Running Ubuntu 9.04 off the LiveCD on my Macbook Pro to see how things work. It’s all going very well, from the important bits like not needing any proprietary drivers to fully utilize all the system hardware to little touches like touchpad scrolling (horizontal and vertical). In my perception, Ubuntu 9.04 is snappier than OS X (admittedly, Tiger) on this machine.
The font rendering in Ubuntu 9.04 is very clean: UI font rendering is crisp, and glyphs are smooth in Firefox. Can’t say anything about the typography engine used by GNOME applications in Jaunty Jackalope; I suspect OS X may still have an advantage there, but I haven’t installed any font files that would allow me to run some ad-hoc tests (like testing automatic ligature glyph substitution) and I’m not sure if the fonts that are bundled with Ubuntu have those features. All that said, I’m not really too concerned about the underlying engine, as 99% of my font usage is a nice monospace font in a programmer’s editor, on the Web, or — if I really need the ultimate in typographic power — through XeTeX.

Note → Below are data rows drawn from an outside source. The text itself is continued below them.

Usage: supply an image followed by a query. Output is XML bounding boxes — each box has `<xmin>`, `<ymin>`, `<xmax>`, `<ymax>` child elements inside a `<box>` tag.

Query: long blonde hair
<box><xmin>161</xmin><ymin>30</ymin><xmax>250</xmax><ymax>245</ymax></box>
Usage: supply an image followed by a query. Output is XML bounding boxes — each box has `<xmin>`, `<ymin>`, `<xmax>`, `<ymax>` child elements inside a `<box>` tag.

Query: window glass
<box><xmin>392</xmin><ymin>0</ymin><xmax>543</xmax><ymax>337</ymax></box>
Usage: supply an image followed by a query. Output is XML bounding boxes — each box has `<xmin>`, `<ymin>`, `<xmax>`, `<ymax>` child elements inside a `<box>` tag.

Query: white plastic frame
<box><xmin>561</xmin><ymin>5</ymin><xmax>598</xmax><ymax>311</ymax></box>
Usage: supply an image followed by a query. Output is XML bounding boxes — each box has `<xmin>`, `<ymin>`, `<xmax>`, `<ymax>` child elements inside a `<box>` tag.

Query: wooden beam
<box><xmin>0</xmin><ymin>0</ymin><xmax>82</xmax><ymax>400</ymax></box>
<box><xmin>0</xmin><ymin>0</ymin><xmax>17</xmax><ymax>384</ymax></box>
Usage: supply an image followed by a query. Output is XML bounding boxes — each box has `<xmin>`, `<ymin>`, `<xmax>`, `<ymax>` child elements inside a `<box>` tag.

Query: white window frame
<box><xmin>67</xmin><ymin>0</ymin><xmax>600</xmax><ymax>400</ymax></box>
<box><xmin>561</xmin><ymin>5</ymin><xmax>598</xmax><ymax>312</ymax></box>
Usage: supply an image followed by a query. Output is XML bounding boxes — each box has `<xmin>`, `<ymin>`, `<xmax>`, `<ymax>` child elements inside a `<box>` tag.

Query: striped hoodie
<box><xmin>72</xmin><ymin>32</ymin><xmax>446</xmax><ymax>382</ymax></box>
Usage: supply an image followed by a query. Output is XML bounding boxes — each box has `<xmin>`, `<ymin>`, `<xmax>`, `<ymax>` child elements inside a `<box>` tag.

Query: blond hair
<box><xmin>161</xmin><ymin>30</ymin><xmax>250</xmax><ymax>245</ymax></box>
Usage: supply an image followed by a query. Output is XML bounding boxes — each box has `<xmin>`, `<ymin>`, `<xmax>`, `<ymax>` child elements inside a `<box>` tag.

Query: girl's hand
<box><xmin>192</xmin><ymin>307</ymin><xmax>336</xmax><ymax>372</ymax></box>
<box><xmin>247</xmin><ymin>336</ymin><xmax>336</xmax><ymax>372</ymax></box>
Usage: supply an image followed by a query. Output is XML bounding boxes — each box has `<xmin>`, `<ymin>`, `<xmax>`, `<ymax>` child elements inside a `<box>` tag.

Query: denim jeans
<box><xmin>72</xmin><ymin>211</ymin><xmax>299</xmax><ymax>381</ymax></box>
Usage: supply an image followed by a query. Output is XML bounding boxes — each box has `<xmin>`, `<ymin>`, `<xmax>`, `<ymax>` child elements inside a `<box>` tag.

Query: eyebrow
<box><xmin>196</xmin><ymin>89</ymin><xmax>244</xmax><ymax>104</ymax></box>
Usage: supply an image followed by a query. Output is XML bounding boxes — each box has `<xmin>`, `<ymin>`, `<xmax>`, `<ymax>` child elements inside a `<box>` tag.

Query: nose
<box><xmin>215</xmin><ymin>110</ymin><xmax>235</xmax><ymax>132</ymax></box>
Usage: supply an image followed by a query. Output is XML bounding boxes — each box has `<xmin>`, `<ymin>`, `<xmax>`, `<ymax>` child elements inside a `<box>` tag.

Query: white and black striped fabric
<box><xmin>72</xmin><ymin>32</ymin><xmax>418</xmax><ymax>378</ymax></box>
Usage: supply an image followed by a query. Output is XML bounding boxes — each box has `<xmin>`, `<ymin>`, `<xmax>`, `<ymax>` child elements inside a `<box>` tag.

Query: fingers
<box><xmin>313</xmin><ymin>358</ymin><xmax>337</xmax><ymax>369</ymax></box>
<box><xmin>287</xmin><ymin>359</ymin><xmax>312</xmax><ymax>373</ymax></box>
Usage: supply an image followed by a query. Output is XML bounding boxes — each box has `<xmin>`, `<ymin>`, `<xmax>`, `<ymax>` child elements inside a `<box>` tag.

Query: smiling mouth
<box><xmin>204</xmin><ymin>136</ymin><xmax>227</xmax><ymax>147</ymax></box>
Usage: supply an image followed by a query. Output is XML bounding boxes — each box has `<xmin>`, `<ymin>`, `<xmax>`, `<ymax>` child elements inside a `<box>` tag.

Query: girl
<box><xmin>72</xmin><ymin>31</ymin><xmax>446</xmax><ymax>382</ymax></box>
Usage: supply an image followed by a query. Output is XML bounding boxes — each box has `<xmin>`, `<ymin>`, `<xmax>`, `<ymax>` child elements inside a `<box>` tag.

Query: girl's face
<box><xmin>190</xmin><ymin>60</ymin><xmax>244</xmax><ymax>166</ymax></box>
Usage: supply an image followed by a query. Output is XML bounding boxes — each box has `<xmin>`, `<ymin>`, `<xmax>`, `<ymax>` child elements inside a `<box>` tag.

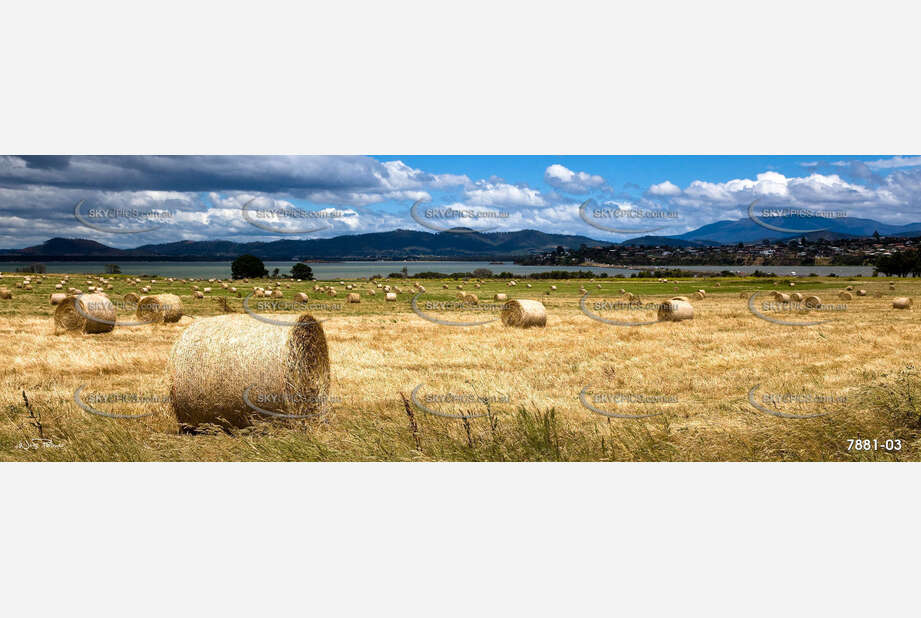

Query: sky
<box><xmin>0</xmin><ymin>155</ymin><xmax>921</xmax><ymax>249</ymax></box>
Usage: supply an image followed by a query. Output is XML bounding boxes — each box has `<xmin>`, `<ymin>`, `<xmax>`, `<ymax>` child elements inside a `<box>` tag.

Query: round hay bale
<box><xmin>54</xmin><ymin>294</ymin><xmax>115</xmax><ymax>334</ymax></box>
<box><xmin>135</xmin><ymin>294</ymin><xmax>182</xmax><ymax>323</ymax></box>
<box><xmin>167</xmin><ymin>313</ymin><xmax>329</xmax><ymax>427</ymax></box>
<box><xmin>657</xmin><ymin>298</ymin><xmax>694</xmax><ymax>322</ymax></box>
<box><xmin>501</xmin><ymin>300</ymin><xmax>547</xmax><ymax>328</ymax></box>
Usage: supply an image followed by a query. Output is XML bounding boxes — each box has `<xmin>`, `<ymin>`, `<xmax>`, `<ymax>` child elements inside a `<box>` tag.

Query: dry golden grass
<box><xmin>0</xmin><ymin>276</ymin><xmax>921</xmax><ymax>461</ymax></box>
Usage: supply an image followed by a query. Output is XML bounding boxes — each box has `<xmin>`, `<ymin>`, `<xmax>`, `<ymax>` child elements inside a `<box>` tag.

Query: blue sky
<box><xmin>0</xmin><ymin>155</ymin><xmax>921</xmax><ymax>248</ymax></box>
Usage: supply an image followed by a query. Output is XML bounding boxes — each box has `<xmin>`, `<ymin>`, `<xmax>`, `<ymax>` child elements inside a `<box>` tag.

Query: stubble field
<box><xmin>0</xmin><ymin>274</ymin><xmax>921</xmax><ymax>461</ymax></box>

So I think the only two things I’m really missing are color management (though that’s probably hiding somewhere; I’m sure someone’s worked out a system with e.g. LittleCMS) and an application for me to quickly manage my growing collection of raw-data photos. F-Spot doesn’t quite seem to be able to cut it.
I have been planning to build a capital-F free photo manipulation and management application, though; I’ve never really enjoyed being subjugated by Lightroom. (Besides, Lightroom 2.2 is disgustingly unresponsive on my machine.) Maybe this is it?